Elephants use their trunks to detect odours as well. The elephant’s sense of smell is said to be four times greater than that of a bloodhound, due to the high density of receptors inside its nasal cavity. Their sense of smell is so acute that they are said to be able to detect water from many kilometres away.

Aside from sniffing and moving items, an elephant’s trunk has a variety of other purposes. Elephants use their trunks to communicate with one another by making sounds and greeting one another. They may be utilised to guide newborn elephants, calm herd members, and obtain information about nearby elephants via their fragrance.

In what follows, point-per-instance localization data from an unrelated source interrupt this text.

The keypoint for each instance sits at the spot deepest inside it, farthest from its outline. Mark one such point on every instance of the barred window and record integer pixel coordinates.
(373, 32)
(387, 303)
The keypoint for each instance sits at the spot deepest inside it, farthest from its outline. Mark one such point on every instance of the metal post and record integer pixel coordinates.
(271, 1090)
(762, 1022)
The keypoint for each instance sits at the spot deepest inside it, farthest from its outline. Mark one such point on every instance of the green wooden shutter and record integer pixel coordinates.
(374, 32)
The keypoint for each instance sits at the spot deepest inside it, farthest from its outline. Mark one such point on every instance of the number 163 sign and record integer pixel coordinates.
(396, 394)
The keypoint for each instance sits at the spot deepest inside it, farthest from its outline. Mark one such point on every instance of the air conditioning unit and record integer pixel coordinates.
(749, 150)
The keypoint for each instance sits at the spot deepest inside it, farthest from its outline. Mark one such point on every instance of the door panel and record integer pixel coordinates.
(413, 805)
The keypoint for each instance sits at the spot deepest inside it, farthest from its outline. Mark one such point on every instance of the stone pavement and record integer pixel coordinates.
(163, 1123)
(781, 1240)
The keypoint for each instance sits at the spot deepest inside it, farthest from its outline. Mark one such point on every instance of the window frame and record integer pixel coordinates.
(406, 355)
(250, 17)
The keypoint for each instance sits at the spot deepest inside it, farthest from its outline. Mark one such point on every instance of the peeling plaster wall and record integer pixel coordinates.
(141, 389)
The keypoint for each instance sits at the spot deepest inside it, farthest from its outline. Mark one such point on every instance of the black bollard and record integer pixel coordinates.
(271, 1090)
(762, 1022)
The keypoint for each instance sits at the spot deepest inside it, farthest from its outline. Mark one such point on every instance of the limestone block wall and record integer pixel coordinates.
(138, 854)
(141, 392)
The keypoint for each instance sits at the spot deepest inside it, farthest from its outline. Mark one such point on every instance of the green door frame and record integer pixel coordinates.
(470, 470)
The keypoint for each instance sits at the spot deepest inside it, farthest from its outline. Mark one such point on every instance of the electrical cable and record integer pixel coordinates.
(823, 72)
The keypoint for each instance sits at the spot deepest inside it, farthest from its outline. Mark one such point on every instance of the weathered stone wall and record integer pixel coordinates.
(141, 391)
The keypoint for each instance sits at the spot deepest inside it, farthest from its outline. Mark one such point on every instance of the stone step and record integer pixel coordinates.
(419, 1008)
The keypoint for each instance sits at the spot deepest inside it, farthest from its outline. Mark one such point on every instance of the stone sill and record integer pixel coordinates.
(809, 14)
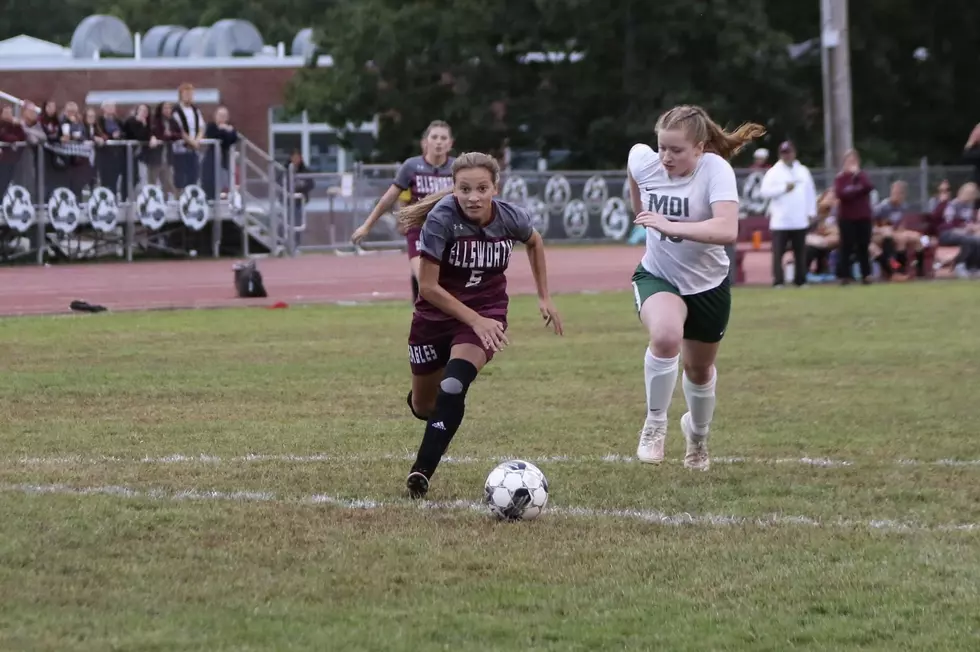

An elephant’s trunk may also be used as a mask, extending over them while they walk into deep water, enabling them to cross massive rivers and bodies of water.

Six Sets of Teeth

At birth, six sets of teeth are seen in Asian elephants. The first set of teeth is quite small, and every subsequent set becomes larger and more complicated, as well as surviving longer than the previous set. Throughout its life, an elephant’s cranium develops to accommodate larger teeth. The teeth of an elephant deteriorate as it grows older.

The old teeth are shifted forward as well as shatter, drop out of the mouth, or are ingested to make room for the new teeth. The age of an elephant may be estimated by looking at its teeth. The number of surviving pairs of teeth in an elephant’s mouth, as well as how worn they are, may indicate the length of time it has been alive.

Tusks are a kind of altered tooth that grows during an elephant’s life. Tusks will only be found on a few male Asian elephants. Tusks are the upper incisors of an elephant and are formed of ivory, which is comparable to bone. Calcium and phosphate make up the majority of the ivory. Only two-thirds of the tusk is visible; the other third is housed in an elephant’s skull socket.

Walking on Tiptoes

Elephants walk on tiptoes, with the bulk of their weight supported by a pad beneath their heel and the tips of their toes. This thick, fibrous pad functions as a shock absorber, cushioning each stride and safeguarding the bones in their legs and toes from harm. The elephant’s feet extend out as it travels, helping to support the big animal’s weight. Because of the way these elephants walk, they don’t create much noise while they move.